People need sleep and many are having difficulty getting it, especially with advancing age. Hardly a day goes by that I do not see a patient asking for a sleep medication. People think that all that is needed is to take a pill every night at bedtime and, like magic, they will get 8 hours of refreshing sleep every night for the rest of their lives. Life, and medicines, do not always work that way. When I tell patients the truth, that evidence is that long term sleep medications are more harmful than beneficial in patients over the age of 60, I am met with responses that combine disbelief and anger. Some patients have left my practice.
Sleep deprived patients are among the most desperate patients I see. By the time they come to see me they often have not slept well for months and are struggling to function. When they take a sleeping pill and it works it is an incredible relief to them. After a few weeks of treatment the thought of stopping the medication brings a sense of panic.

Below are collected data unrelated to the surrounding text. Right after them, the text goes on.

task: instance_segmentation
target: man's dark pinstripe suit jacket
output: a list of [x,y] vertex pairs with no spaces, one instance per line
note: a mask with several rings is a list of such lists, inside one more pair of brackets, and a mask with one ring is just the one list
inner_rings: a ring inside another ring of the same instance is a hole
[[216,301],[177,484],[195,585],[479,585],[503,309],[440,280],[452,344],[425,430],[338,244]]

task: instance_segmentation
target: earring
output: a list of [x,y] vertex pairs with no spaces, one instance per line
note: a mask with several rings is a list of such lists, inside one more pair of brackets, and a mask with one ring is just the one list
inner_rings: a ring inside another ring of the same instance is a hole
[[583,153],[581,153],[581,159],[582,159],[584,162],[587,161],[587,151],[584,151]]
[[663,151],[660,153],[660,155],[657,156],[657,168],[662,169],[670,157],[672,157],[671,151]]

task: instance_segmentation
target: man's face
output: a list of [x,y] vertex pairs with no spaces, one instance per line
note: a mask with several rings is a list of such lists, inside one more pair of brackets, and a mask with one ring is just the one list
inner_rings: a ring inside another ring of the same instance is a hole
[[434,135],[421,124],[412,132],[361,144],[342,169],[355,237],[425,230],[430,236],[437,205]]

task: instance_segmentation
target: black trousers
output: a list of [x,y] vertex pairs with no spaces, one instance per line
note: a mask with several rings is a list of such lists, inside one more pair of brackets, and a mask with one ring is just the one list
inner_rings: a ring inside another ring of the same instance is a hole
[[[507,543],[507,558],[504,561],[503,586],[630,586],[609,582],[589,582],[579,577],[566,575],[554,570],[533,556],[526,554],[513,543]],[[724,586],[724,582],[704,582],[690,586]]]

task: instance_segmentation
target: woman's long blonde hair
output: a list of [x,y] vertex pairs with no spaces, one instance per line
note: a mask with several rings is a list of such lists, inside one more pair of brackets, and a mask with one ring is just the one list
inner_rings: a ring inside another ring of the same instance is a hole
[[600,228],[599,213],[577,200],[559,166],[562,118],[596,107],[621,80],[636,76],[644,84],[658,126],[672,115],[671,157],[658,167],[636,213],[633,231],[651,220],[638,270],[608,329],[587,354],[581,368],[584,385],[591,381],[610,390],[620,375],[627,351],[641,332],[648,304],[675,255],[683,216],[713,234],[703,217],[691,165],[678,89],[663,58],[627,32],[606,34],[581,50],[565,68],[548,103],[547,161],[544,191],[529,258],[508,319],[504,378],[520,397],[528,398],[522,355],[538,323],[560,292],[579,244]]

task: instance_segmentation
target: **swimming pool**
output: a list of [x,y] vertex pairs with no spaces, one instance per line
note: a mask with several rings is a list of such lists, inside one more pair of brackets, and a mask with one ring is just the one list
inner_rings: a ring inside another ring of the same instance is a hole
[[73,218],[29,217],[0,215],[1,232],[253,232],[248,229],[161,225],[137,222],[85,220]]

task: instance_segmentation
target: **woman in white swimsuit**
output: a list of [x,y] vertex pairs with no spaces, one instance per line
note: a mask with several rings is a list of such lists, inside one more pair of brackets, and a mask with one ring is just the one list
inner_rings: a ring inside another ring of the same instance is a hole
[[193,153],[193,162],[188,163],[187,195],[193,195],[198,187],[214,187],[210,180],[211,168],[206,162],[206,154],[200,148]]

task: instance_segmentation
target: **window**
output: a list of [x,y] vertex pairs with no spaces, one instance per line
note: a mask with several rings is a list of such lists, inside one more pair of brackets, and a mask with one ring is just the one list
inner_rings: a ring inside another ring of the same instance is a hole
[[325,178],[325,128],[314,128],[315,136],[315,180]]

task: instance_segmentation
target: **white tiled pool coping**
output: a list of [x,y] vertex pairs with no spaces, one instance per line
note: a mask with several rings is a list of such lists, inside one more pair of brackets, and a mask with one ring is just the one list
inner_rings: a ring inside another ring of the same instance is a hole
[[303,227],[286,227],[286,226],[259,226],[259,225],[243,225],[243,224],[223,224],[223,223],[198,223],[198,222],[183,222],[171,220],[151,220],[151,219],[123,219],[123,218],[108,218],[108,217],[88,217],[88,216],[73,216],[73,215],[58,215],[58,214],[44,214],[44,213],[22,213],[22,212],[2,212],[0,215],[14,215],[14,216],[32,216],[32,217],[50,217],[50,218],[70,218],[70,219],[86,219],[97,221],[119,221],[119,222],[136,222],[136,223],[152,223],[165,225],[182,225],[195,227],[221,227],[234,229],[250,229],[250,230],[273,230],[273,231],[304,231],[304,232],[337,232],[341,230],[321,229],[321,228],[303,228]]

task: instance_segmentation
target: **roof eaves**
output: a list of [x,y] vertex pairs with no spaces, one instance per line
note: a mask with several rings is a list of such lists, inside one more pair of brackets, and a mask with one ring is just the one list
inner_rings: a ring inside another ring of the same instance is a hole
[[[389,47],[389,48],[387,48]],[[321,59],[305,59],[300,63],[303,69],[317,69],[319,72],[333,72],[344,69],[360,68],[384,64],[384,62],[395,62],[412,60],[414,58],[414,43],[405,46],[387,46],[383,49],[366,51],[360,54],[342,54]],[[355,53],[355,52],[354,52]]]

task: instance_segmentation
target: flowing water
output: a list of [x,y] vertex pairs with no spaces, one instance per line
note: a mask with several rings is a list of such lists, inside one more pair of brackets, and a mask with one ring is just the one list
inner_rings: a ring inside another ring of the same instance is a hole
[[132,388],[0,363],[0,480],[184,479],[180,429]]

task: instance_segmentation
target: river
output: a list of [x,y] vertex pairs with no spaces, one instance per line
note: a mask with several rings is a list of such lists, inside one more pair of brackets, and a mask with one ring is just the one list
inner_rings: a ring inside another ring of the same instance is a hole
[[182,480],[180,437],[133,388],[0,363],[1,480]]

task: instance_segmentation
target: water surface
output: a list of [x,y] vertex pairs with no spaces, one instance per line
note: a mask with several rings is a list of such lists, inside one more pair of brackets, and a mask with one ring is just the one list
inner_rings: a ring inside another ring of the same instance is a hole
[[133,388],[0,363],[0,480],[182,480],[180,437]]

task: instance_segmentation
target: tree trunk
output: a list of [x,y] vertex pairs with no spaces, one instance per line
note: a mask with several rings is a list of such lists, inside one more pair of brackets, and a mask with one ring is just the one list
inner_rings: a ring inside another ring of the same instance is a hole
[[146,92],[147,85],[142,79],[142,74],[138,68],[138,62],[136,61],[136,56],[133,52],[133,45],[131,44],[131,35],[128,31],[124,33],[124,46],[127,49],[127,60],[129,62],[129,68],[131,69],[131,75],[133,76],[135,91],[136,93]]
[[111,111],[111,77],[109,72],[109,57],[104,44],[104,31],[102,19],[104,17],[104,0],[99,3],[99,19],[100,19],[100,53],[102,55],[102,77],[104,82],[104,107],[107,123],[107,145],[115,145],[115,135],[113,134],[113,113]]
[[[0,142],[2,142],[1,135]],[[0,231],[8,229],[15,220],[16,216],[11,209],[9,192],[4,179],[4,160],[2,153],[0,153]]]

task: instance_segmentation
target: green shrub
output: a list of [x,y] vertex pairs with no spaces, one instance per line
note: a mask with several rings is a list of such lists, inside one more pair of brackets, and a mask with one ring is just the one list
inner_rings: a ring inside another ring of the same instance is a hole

There are alternatives to long term sedative use but they require time and effort and we live in a world where things that require time and effort are undesirable. Cognitive Behavioral Therapy, a specific form of psychotherapy, has been shown to be more effective than medication in restoring normal sleep. It takes several weeks and is not inexpensive so many patients are resistant. Sleep deprivation therapy, an approach where patients limit time in bed to hours actually slept (sometimes starting at as little as four hours a night) can also be effective but is equally undesirable. When given the choice between changing behavior or taking a pill, Americans choose the latter.
What makes matters more difficult is that many patients are unwilling to change habits and behaviors that make sleep more difficult. When I bring up caffeine use, alcohol use, watching television in bed, use of iphones and tablets and other behaviors I am always met with a list of reasons why the patient cannot or will not follow my advice. They just want a pill. As my commitment to practice quality medicine is stronger than my desire to please, the visits become lengthy and difficult.
As frustrating as these interactions can be for both me and my patients I have learned that they are to be expected. I live in a world of people who have been conditioned to expect an easy fix to every problem, a world where effort is something to be avoided and not expended.
I cannot change the world, but I can do my part to change the lives of the patients under my care. When it comes to improving their sleep, it means encouraging them to take the difficult but better road.